Key words: Anxiety; Depression; Smoking; Questionnaires


La dependencia nicotínica es asociada a la presencia de ansiedad y depresión. Diversos instrumentos (cuestionarios) son usados para cuantificar tales síntomas, pero no se sabe cuál magnitud de mejoría evaluada por medio de ellos reflete cambios relevantes de los síntomas después de una intervención en tabaquistas. El objetivo de eso estudio fue determinar el valor de la diferencia mínima importante para cuestionarios a cerca de ansiedad y depresión después de una intervención que intenta aumentar la actividad física diaria en tabaquistas. Cincuenta y siete tabaquistas con espirometría normal fueron sometidos al programa para aumentar la actividad física diaria. Por un período de dos meses, los participantes utilizaron un podómetro (contador de pasos) y recibieron una cartilla informativa como incentivos para aumentar la actividad física diaria. Los tabaquistas fueron evaluados antes y después del programa y a cada evaluación se aplicaron cuestionarios que cuantifican ansiedad y depresión (Escala Hospitalaria de Ansiedad y Depresión - HADS A y D; Inventario de Ansiedad Tracio-Estadio de Spielberger - STAI y Inventario de Depresión de Beck - BDI). Se observó aumento significante de la actividad física diaria (pasos por día) y mejora de la puntuación de todos los cuestionarios aplicados. Los valores de la diferencia mínima importante para esa populación fueron de ocho puntos para HADS A, seis para HADS D, diez para STAI y 11 para BDI. Con el presente estudio, se puso determinar los valores de la diferencia mínima importante para reducción de ansiedad y depresión después de un programa de incentivo a la actividad física en tabaquistas. Esos resultados indican un cambio potencialmente significativo, además de cualquier error de mensuración.

Palabras-clave: Ansiedad; Depresión; Hábito de Fumar; Cuestionarios


Nicotine dependence is an addiction caused by the consumption of nicotine through smoking tobacco, and is considered by the World Health Organization (WHO) as the leading cause of preventable death in the world. It is estimated that there are approximately six million deaths every year due to smoking-related diseases1.

Previous studies2 - 4 report that nicotine dependence is associated with anxiety disorders and depression, since the greater the degree of nicotine dependence associated with high consumption of cigarettes, the greater the severity of these symptoms.

Cigarette smoking and physical inactivity also play an important role in the development of high morbidity and mortality, and the association between them generates deleterious health effects5. The use of pedometers (small devices that count steps) and motivational interventions (e.g., informative booklets) as an incentive to increase the level of physical activity in daily life has been widely used in various populations6, including in smokers5 , 7 , 8.

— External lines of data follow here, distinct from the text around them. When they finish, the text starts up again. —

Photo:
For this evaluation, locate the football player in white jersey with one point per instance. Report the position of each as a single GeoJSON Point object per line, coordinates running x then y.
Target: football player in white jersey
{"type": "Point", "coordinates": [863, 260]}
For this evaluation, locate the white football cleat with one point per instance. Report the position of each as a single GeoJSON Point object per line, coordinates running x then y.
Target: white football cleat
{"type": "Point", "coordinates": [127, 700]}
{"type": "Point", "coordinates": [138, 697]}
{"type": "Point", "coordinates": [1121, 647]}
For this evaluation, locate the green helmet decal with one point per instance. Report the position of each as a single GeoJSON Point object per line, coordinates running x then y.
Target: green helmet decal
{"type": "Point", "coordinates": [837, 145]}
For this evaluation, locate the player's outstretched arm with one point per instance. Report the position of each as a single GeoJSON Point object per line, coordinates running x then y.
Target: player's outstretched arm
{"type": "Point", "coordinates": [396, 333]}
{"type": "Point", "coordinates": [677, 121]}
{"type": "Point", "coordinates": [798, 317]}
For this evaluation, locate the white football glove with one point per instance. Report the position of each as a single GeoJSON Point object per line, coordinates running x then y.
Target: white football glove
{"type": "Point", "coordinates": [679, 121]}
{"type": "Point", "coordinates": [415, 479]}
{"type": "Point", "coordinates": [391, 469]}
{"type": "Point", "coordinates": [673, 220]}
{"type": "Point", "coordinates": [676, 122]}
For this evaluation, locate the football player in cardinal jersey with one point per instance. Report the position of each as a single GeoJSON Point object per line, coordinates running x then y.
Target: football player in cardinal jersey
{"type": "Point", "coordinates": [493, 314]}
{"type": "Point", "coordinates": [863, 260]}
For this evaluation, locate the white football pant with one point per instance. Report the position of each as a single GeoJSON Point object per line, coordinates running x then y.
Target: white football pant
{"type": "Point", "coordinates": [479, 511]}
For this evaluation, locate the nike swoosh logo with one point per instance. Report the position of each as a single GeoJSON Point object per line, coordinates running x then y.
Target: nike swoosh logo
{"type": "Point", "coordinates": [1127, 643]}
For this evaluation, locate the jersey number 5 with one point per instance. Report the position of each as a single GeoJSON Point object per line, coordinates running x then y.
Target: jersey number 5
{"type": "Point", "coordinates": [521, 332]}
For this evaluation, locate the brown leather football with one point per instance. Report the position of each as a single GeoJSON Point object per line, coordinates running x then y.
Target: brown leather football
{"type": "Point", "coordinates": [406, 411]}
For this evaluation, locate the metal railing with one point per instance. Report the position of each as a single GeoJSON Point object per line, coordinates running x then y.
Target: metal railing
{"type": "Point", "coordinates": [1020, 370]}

Prior literature suggests that physical activity and smoking are inversely related through psychological conditions, such as anxiety and depression9. Due to the range of instruments available for the quantification of anxiety and depression10 - 12, it is difficult to choose one that best evaluates improvement in symptoms after an intervention aimed at smokers. When the instruments in use are questionnaires, they should be considered sensitive, reliable, valid, and especially responsive13.

Responsiveness can be defined as the ability of an instrument to accurately detect the change in the symptoms of the individuals, and is usually quantified by a numeric score13. There is a minimum level of change that can be identified by an instrument, also called minimal important difference (MID). This can be defined as the smallest change that the instrument can detect, which makes it possible to interpret whether this observed change represents improvement or worsening of symptoms to the individual13 , 14.

The determination of MID for an instrument is extremely important in understanding the distinction between statistical and clinical significance. However, the current literature does not indicate what is the magnitude of change that truly represents the value of MID for changes in anxiety and depression of smokers after an intervention. Thus, the aim of this study was to determine the value of MID for anxiety and depression questionnaires after an intervention aimed at increasing daily physical activity in smokers.


This study was conducted at the Research Laboratory in Pulmonary Rehabilitation (LFIP), located at the University Hospital of Universidade Estadual de Londrina (HU-UEL). This study was approved by the Research Ethics Committee With Human Subjects of the HU-UEL under No. 173/10. For participation in the study, all subjects signed a free and informed consent form.

Sample and study design

In a convenience sample, participants were smokers with normal spirometry, age above 18 years old, of both genders, without severe or unstable pathological conditions that would influence the performance of physical activities in daily life. In addition, the subjects could not be using antidepressants or anxiolytics. Were excluded from this study smokers who had any events that differed from their normal daily routine during the study period (e.g., disease) as well as those who had no understanding and/or non-cooperation regarding the research procedures and methods or who gave up on participating in the study.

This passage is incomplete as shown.